Trudeau pode ser deposto se os partidos da oposição concordarem com um voto de desconfiança nele. No entanto, isso não pode acontecer antes do final de janeiro.
Algumas horas antes, o líder conservador Pierre Poilievre disse que o governo estava fora de controle.
“Não podemos aceitar este tipo de caos, divisão e fraqueza enquanto enfrentamos uma tarifa de 25 por cento do nosso maior parceiro comercial… simplesmente não podemos continuar assim”, disse ele aos jornalistas.
Freeland disse que estava se demitindo após uma reunião na sexta-feira passada com Trudeau, que lhe pediu para assumir um cargo inferior depois que os dois discutiram durante semanas sobre gastos.

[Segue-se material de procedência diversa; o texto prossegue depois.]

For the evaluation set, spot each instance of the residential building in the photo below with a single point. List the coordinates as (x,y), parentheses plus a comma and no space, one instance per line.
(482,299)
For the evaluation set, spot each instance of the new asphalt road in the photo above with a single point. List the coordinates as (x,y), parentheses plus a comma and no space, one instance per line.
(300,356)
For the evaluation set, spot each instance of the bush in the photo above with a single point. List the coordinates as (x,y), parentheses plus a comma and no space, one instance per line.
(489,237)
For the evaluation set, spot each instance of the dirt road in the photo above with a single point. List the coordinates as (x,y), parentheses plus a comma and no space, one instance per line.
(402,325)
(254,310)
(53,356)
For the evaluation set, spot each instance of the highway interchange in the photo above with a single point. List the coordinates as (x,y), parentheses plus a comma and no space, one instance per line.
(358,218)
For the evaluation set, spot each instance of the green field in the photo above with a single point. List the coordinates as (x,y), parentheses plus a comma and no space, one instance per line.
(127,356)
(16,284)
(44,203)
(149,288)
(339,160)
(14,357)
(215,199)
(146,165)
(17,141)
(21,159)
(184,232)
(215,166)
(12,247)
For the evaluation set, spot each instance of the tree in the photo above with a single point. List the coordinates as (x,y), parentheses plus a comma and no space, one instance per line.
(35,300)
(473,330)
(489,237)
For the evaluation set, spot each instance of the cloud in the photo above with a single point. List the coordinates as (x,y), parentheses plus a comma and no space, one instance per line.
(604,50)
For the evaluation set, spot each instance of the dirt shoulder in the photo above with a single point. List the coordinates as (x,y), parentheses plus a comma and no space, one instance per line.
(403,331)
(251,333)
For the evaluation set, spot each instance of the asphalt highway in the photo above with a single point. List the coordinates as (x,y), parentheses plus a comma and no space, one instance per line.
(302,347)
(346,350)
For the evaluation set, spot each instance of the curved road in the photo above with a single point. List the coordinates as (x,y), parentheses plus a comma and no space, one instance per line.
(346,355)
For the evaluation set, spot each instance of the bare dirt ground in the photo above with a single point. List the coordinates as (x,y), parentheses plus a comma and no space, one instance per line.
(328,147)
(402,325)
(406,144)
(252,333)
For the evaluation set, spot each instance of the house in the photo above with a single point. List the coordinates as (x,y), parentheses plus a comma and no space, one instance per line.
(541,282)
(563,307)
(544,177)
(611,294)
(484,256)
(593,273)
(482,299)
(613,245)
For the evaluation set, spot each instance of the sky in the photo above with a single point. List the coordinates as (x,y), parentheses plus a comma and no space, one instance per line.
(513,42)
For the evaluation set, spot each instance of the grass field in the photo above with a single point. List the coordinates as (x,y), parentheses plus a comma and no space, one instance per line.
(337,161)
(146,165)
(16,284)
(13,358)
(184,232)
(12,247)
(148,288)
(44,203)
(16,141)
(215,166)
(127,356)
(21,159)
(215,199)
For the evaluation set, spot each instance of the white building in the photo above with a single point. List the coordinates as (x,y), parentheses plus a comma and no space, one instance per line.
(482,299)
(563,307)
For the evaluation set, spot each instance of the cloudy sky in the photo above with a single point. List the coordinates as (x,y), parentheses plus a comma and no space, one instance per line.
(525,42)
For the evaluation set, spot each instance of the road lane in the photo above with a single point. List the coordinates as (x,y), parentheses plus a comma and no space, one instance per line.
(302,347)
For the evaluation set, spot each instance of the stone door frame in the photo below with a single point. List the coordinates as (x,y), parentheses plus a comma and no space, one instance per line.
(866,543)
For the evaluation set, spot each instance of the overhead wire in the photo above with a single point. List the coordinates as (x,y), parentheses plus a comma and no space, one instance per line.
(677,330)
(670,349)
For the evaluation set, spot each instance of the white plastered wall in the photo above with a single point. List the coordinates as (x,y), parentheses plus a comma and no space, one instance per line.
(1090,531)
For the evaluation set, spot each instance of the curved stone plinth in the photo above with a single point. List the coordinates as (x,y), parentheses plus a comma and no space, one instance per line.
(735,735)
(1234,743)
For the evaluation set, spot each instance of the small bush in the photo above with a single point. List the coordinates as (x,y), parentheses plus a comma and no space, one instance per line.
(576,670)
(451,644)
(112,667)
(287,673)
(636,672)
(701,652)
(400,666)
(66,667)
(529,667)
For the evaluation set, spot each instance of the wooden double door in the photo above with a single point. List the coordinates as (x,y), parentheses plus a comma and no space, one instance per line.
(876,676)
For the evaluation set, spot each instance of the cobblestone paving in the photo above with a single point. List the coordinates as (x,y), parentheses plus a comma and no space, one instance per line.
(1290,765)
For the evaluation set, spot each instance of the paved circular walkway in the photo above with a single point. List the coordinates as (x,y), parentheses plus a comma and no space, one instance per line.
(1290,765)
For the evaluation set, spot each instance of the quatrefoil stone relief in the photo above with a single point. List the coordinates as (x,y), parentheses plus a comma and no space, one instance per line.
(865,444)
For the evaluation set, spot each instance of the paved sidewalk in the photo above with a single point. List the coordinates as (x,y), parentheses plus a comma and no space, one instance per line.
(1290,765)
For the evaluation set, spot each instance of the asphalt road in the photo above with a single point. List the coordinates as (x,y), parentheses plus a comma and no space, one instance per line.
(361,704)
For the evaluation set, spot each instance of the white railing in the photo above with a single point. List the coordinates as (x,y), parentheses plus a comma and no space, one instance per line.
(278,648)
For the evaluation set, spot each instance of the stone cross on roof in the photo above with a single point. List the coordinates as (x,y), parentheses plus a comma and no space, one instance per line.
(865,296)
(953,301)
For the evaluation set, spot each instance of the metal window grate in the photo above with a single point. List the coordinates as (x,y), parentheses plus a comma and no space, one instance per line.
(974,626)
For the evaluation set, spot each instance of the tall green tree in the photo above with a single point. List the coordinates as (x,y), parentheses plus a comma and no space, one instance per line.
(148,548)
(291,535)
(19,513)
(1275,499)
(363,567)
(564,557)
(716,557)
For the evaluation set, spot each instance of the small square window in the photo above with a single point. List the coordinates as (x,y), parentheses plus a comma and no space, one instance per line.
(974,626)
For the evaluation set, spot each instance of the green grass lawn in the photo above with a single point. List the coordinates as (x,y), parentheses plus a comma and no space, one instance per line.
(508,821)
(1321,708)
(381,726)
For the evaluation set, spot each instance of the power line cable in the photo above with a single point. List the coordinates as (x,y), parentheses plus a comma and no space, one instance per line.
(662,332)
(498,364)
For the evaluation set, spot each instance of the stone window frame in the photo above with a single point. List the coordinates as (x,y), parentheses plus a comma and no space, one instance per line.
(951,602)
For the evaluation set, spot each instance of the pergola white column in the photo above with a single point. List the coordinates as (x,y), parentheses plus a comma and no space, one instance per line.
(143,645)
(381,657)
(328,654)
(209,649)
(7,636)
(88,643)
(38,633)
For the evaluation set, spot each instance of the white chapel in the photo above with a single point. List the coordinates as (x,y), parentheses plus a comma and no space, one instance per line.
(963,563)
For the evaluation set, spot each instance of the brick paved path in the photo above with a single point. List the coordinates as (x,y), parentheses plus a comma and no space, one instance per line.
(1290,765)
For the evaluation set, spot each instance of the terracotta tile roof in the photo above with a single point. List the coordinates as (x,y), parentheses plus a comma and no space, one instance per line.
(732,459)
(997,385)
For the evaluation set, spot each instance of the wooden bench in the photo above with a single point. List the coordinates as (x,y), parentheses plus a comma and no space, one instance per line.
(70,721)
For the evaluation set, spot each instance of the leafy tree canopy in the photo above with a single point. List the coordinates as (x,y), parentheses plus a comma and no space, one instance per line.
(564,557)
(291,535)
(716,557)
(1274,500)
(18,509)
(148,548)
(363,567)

Uma fonte liberal disse que Trudeau queria que Freeland servisse como ministro sem pasta e tratasse das relações Canadá-EUA apenas no nome – um rebaixamento significativo com efeito.
GRANDE DÉFICIT
A sua demissão ocorreu poucas horas antes de ela entregar um relatório económico de outono ao Parlamento, um documento que se espera que mostre que o governo minoritário liberal teve um défice orçamental muito maior em 2023-24 do que o previsto. Autoridades disseram que o documento seria divulgado conforme planejado na segunda-feira.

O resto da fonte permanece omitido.